Title: Selected Good Practices for Risk Allocation and Mitigation in Infrastructure in APEC Economies

Language: English

Type: Document

Nature: Report

Published: October 1, 2017

Region: Global

Country: Global / Non-Specific

Topic: Financing and Risk Mitigation

Keywords: Age of Disruption, Risk allocation

Document Link(s):

Document Summary:

The report is building in large part on discussions held at the APEC Seminar on Long Term Investment in Infrastructure part of the APEC Senior Finance Officials’ Meeting on the 17-19 May 2017, Ninh Binh, Viet Nam. In addition this work has benefited from two recent OECD reports covering APEC and ASEAN economies.

Document Details:

Infrastructure investment gaps impose fundamental impediments on sustainable economic growth and social development across developing countries in the APEC region. With real GDP increasing from 16 trillion USD in 1989 to 20 trillion USD in 2015, the region has outperformed global growth generating 59% of worldwide GDP and 50% of global trade (APEC, 2017). The 21 APEC economies represent half of the world’s population building a young and dynamic workforce and creating a large demand for infrastructure.

In meeting the growing demand for infrastructure investment, the private sector is expected to have a major role. As different types of private investors are willing to take on different types of risks, the structuring of risks and returns is a crucial factor in determining the pool of willing investors. Increasing levels of private investment and financing will entail certain risk transfers to the private sector, with appropriate risk allocation being crucial for long-term viability. A deep understanding of risk allocation principles, measures and government support arrangements is a precondition to attract private sector capital. Consequently, risks need to be clearly classifiable, measurable and contractually allocated to the party best able to manage them.

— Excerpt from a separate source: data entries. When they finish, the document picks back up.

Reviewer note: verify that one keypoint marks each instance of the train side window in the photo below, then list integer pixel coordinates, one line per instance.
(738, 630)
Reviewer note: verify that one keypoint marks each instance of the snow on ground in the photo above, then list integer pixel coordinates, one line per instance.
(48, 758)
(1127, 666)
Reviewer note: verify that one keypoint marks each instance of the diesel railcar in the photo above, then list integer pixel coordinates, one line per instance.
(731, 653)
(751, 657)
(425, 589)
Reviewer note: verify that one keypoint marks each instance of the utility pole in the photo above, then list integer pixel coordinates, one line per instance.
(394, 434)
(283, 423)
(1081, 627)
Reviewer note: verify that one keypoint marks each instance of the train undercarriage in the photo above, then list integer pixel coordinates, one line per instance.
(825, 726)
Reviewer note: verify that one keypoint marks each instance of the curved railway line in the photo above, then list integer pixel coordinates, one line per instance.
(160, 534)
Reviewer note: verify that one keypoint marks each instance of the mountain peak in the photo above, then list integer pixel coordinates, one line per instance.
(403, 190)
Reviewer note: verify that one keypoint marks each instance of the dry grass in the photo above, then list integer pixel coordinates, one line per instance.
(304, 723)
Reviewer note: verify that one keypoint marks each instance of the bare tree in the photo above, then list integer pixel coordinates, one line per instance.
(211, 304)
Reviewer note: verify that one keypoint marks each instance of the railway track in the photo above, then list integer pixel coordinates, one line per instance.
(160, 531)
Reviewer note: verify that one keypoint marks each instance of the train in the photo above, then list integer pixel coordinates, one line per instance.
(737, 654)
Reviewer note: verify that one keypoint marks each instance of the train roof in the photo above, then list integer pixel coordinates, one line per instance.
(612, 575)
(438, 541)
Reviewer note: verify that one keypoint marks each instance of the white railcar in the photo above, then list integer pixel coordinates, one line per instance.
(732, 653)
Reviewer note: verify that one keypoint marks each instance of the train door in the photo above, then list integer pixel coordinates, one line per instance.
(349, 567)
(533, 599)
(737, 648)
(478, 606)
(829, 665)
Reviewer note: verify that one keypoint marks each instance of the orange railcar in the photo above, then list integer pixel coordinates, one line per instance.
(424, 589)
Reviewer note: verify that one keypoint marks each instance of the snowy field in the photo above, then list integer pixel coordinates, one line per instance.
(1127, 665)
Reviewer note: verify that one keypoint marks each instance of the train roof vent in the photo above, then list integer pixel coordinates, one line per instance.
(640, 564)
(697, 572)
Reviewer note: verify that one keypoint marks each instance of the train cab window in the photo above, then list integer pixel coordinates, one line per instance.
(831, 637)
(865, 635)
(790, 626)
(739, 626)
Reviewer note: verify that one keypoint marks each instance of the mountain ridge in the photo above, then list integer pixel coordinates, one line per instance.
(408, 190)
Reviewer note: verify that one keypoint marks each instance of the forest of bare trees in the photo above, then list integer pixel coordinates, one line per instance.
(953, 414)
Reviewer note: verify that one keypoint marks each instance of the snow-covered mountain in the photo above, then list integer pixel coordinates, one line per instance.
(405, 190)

New and alternative funding and financing models, including Public Private Partnerships, can potentially align public and private sector interests in infrastructure provision and management in APEC economies. Also by using risk mitigation measures and combining different sources of finance through 'blended finance', governments and Development Finance Institutions (DFIs) can employ development finance catalytically to mobilise additional investment towards sustainable development in developing countries4 . This is particularly important in APEC developing countries where investment is sometimes further hindered by weak policy frameworks and governance. To attract private sector financing and alternative sources of finance such as institutional investors, effective transaction design of PPPs and forms of collaboration beyond traditional instruments such as direct equity stakes and bank loans may be needed. This can make infrastructure as an asset class more accessible to a broader group of investors and help to diversify the large risks of infrastructure projects - currently shouldered to a large extent by the banking and public sectors through guarantees - across many groups of investors through the capital markets.

Several APEC governments have introduced various mechanisms to support private capital funding public assets, changing the risk allocation between the private sector, taxpayer and consumer. To attract more private sector finance into infrastructure projects, policy makers will need to consider how material residual risks or other constraints can be mitigated so that potential transactions are seen as investable opportunities.